My health is deteriorating, but I’d rather spend whatever time I have left trying to get all of those academic accomplishments. I’d rather do that and spend the remainder of my life learning than have the groundhogs delivering my mail, Hamilton said with a wink.
I want to leave my legacy. I hope people can take from this that Clark waited a long time to get his degree, but he did it.
Hamilton grew up in the small town of Paw Paw, West Virginia. He was eligible for the draft into the Vietnam War but decided to pursue his education instead.
In September 1964, he signed up for classes at Shepherd University, about an hour from his home in Paw Paw, and began studying elementary education.
But when he received his draft lottery number and learned he wouldn’t be sent to war, he later dropped out, three college courses and 16 hours of student teaching shy of receiving his bachelor’s degree.
In 1970, Hamilton took a job with the YMCA in Harrisburg, Pennsylvania, and, in November 1973, moved to Fort Wayne.
He started a family with his wife, Ernestine, and together they had seven children – all boys.
Throughout his various careers, Hamilton mentored inner-city children, was a parks and recreation director, drove a school bus and later transported RVs in Goshen and Elkhart.

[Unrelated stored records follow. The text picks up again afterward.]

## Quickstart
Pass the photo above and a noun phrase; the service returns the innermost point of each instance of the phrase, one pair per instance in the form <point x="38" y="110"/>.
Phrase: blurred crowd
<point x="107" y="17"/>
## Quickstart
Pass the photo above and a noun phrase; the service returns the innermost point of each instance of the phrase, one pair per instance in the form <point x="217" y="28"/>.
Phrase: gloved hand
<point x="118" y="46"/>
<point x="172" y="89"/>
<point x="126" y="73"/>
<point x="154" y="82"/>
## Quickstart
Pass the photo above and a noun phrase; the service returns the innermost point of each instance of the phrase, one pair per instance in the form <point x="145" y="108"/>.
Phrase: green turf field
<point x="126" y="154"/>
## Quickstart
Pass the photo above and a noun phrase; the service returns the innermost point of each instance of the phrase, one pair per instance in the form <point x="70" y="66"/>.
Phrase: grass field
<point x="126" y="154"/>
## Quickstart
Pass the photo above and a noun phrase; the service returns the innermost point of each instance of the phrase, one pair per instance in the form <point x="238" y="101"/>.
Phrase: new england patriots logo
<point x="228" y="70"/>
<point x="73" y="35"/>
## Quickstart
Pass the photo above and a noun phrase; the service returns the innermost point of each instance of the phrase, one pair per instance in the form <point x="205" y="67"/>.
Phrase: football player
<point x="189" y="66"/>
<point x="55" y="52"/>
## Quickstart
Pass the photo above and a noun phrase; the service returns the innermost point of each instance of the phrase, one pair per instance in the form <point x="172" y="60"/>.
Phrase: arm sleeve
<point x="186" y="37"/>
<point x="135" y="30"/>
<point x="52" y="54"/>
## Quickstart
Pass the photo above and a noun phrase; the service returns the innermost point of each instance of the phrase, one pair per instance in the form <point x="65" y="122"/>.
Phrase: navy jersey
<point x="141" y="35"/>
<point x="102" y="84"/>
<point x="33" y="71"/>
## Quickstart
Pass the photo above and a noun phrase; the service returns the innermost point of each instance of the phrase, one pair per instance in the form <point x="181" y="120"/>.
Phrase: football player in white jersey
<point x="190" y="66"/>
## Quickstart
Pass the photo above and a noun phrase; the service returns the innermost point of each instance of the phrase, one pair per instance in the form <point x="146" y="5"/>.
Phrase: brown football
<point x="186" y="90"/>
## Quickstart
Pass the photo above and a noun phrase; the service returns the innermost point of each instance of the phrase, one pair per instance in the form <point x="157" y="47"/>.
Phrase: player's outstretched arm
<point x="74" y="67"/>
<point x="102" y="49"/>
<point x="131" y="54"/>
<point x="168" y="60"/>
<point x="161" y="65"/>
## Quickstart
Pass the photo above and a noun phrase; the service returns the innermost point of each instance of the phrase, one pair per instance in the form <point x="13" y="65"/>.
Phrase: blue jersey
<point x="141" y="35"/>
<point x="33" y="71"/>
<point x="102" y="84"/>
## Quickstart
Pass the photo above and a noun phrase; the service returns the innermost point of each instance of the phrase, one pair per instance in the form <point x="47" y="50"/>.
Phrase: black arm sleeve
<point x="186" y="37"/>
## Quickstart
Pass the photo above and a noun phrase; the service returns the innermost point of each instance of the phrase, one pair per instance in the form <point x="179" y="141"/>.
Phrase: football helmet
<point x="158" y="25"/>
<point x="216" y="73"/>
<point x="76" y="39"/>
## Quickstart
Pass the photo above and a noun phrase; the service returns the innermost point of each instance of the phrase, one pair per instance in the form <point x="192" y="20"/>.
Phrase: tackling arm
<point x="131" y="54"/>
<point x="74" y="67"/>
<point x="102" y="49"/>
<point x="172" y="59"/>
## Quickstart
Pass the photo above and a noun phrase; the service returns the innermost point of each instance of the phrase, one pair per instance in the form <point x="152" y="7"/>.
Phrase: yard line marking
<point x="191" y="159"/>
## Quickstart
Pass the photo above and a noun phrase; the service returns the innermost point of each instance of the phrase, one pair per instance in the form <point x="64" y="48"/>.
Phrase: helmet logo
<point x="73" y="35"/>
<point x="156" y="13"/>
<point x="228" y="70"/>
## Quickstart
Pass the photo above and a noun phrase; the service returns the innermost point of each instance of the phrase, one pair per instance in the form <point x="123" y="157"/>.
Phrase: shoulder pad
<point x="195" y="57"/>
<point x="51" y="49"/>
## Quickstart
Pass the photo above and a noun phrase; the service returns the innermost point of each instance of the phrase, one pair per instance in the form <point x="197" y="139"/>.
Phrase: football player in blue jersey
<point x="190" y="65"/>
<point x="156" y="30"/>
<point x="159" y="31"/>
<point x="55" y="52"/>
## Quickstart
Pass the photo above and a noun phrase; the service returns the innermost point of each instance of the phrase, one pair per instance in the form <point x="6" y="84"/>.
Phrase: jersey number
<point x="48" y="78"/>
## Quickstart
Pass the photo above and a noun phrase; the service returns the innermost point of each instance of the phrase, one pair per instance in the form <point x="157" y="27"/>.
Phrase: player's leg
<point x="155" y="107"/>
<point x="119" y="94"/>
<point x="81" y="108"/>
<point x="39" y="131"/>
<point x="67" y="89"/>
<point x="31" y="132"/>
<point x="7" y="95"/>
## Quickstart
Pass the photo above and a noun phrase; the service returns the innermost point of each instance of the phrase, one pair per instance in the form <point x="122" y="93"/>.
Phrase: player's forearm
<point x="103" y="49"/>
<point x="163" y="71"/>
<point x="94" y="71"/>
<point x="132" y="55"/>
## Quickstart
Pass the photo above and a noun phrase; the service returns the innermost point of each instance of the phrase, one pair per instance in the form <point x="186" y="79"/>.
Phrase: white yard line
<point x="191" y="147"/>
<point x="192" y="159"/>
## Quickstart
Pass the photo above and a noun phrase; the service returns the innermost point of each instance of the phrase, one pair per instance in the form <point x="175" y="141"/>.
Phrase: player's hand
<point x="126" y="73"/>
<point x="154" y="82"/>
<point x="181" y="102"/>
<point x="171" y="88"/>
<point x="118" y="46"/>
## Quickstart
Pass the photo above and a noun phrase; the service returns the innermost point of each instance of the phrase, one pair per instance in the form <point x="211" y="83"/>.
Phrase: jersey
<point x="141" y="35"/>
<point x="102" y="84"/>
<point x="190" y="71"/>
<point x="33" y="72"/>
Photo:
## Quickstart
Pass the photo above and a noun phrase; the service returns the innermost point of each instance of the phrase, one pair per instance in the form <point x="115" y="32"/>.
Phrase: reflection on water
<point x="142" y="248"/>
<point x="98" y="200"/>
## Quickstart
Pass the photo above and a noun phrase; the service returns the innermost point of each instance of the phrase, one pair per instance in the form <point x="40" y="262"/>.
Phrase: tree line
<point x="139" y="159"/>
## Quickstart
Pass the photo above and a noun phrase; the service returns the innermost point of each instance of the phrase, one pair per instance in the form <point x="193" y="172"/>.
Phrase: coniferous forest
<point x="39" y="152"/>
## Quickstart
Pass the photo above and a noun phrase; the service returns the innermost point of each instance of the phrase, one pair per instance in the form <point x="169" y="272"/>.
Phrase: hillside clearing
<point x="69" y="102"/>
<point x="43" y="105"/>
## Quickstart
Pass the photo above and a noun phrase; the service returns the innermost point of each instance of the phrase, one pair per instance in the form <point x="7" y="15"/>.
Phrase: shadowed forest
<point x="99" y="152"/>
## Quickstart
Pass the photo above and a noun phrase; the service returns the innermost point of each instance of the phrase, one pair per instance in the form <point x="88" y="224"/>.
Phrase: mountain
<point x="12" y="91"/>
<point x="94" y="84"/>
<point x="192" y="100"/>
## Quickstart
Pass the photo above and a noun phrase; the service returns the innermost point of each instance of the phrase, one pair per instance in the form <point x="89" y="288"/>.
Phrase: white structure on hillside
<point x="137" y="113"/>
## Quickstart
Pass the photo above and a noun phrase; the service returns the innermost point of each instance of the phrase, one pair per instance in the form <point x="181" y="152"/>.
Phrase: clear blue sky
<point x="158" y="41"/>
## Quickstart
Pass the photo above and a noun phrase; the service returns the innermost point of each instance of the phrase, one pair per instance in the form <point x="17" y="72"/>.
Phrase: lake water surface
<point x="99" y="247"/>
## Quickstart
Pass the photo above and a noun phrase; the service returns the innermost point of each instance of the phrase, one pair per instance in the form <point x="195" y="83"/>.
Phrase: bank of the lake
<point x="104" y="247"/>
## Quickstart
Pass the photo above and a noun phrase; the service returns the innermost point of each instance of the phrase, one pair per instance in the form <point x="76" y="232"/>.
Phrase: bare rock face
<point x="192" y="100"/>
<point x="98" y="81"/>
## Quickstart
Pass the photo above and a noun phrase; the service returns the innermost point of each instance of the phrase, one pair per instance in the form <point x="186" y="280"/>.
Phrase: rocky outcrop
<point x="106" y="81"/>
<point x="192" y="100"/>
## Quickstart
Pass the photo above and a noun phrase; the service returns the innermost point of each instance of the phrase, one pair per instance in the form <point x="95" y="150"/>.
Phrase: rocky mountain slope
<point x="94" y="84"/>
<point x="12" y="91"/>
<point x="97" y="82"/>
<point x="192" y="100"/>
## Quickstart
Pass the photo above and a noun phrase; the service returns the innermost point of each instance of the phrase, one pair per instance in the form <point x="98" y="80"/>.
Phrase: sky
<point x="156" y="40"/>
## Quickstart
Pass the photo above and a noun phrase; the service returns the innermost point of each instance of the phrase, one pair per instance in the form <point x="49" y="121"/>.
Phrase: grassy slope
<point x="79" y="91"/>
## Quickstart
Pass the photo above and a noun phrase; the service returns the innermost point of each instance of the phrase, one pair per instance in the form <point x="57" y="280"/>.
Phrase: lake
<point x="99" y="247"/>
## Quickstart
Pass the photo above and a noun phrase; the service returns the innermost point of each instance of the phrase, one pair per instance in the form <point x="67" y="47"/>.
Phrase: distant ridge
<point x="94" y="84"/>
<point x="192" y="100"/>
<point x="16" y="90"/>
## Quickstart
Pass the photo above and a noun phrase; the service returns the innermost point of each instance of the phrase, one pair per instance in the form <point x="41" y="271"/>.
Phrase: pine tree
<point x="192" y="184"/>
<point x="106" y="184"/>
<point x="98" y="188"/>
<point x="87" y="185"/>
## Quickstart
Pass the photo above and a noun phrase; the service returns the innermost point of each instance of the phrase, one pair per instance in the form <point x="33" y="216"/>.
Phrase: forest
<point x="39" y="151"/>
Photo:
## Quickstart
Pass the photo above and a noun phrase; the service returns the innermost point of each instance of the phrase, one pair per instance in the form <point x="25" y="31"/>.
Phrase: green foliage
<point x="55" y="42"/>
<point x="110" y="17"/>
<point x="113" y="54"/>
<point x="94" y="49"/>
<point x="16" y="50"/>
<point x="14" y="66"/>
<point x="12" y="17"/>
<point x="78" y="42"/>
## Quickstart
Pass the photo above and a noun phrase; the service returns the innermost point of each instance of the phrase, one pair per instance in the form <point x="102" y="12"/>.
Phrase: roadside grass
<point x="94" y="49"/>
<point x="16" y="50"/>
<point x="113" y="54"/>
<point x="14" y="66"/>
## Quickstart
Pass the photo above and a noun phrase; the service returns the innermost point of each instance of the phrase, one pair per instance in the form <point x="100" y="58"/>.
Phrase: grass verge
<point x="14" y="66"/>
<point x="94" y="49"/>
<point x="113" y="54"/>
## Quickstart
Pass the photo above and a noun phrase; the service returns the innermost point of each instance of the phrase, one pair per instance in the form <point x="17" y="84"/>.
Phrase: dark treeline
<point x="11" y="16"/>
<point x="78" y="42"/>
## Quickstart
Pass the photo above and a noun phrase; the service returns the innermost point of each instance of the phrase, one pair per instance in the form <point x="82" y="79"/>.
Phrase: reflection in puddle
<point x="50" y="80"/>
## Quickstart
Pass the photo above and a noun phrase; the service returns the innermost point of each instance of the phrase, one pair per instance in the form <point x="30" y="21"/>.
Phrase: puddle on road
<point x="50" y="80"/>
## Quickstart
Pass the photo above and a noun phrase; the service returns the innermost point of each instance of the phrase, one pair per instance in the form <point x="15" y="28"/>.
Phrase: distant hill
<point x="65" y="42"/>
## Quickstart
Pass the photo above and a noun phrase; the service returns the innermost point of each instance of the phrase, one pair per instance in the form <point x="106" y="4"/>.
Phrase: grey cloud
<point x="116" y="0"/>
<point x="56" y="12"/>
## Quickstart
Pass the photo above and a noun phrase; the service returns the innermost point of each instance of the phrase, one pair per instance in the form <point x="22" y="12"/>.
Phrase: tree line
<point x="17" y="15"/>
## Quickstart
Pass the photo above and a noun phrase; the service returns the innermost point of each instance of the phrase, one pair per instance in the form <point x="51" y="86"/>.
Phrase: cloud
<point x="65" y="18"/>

Over time, he was diagnosed with diabetes, glaucoma and hypertension. In 2009, he learned he had prostate cancer, and a week later, he was diagnosed with colon cancer.
For several weeks, he kept the news from everyone, but he finally told his mother. He continued working in the Wayne Township Trustee’s Office and for Easter Seals Arc Northeast Indiana but driving became impossible as his health worsened.
Hamilton became depressed and for several months struggled with uncertainty.
I was trying to figure out my destiny. Trying to figure out what was next, he said. Then this one day I was laying there on the couch and I said to myself, This is not you, Clark.’
One of his bucket list items was to get a degree, so he decided to start there.
He enrolled in classes at IPFW in the summer of 2013 and began working toward a bachelor’s degree in general studies.
A role model
Starting over in a classroom filled with younger, tech-savvy students wasn’t easy, especially as Hamilton was defined as legally blind.
But with the help of audio books, text-to-speak programs and monitors to enlarge text for Hamilton to see, he continued on.
He gives credit for his success to IPFW professors for providing lessons in larger text, library staff who taught him to work the computers, students who helped take notes during lectures and Fort Wayne’s League for the Blind and Disabled.
Despite health issues, Hamilton has perfect attendance and always makes thoughtful comments during class discussions, said Chris Erickson, associate professor of history for IPFW.
I think he and other older students are wonderful role models for the younger students, Erickson said in a letter. Just because he is old doesn’t mean that learning stops.
Determination and persistence are two qualities that Clark has that make him a success.
Although Wednesday’s ceremony will mark a special day for Hamilton, he’s not done yet.
He recently applied for IPFW’s liberal arts and science master’s program where he plans to study communication to help prepare him to write his memoirs.
From there, the possibilities are endless, he said, but one day, he hopes to be called doctor.
They’ll call me Dr. Clark Russell Hamilton, the guy with the three first and last names, he said, with a laugh.